第3073回「高閣訪と療養法」
2017/03/07(水)

「大和〜、Web拍手にお便りきてるよん」
「なんですか?」
「ほいっ」


>作中で原子力戦艦大和は両用砲と高角砲を装備していますが、その違いは役割分担のみでしょうか?


「なるほど」
「まぁー基本的には同じ物だとされるけど、細かく見ると違ってはいるんだよネ」
「高角砲は、取り回しをよくするために軽量化されていたり、大仰角を保ったままで連射する為に、装填部を高い位置にしていたり(人力の場合)。もちろん水平射撃もできますが、両用砲はもっとバランスをとったものですね」
「各国でも対水上寄りの設計だったり、対空寄りの設計だったりで、両用砲って言ってもいろいろあるからネ。そもそも高角砲とか両用砲とか分類してなかったり。ぶっちゃけその国が高角砲だって言えば高角砲だし、両用砲だって言えば両用砲って程度の違いではあるネ。速射砲とかサ」
「そういうわけで、私の『50式128mm連装両用砲』と『50式128mm連装高角砲』ですが、基本的には同じです。但し、役割と自動装填機構が異なります」
「50式128mm連装両用砲は、要するに副々砲なの。副砲の15.5cm3連装LRGは副砲とは言え、でかくて重いから取り回しが悪いのネ。だから取り回しがいい50式128mm連装両用砲を副々砲として装備してるよ」
「LRGの真価は、遠方目標に対して、各種砲弾・誘導砲弾を超高速で投射する事ですから」
「んで、50式128mm連装高角砲は、両用砲と異なって対空弾しか装填してないよ。だもんで自動装填機構が自動弾種変更に対応してないし、複数の即応弾ドラムも装備してないの。その分軽くて省スペースってワケ。当然、旋回速度は両用砲より速いよ」
「自前の追尾レーダーも装備していませんね」
「別個で設置だネ。
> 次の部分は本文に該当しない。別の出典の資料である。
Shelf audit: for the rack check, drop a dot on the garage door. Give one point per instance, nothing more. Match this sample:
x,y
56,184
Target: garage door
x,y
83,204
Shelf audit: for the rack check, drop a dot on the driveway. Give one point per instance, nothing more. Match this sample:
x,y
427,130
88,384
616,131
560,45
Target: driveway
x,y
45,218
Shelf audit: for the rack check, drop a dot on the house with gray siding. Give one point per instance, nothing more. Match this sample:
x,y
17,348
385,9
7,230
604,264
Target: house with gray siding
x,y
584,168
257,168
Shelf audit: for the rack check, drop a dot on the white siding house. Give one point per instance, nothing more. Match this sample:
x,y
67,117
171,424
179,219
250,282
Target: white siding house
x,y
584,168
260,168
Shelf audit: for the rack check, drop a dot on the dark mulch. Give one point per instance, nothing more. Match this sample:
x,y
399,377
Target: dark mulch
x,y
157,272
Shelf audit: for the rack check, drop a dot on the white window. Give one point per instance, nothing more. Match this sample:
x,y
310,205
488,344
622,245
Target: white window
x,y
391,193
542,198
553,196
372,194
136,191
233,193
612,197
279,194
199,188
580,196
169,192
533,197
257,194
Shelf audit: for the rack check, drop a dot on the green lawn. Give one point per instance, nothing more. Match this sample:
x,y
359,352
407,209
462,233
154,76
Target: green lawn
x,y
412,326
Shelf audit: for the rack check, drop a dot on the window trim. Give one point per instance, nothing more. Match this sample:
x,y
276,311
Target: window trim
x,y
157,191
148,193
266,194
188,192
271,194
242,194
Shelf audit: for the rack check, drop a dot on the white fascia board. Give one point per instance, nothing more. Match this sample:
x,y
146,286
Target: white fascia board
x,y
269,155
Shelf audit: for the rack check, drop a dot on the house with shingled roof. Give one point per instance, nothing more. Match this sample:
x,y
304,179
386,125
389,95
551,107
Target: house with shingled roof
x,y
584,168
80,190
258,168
光学センサーは自前であるけど。ま、こんなとこカナ」
「対空弾でもセンサーを叩く位はできますから、高角砲を対艦で使ってもいいんですけどね」
「対舟艇なんかだと、高角砲で水平射撃したほうが動きが速くても対応しやすいネ」
「自爆ボートは結構怖いですから」
「外機の日本海軍に於いては、対空特化の両用砲が高角砲で、汎用特化なのが純粋な両用砲。ってトコ」
「結局なんでもできるんですけどね」
「こだわらなければネ〜」

リエナ(Su-37jkR)
偵察が大好きなお調子者。元気の塊、略して元塊。妄想癖な一面もある。
大和(BSN-6)
防空特化の原子力戦艦、強いくせにおどおどしてる。艦艇ガール。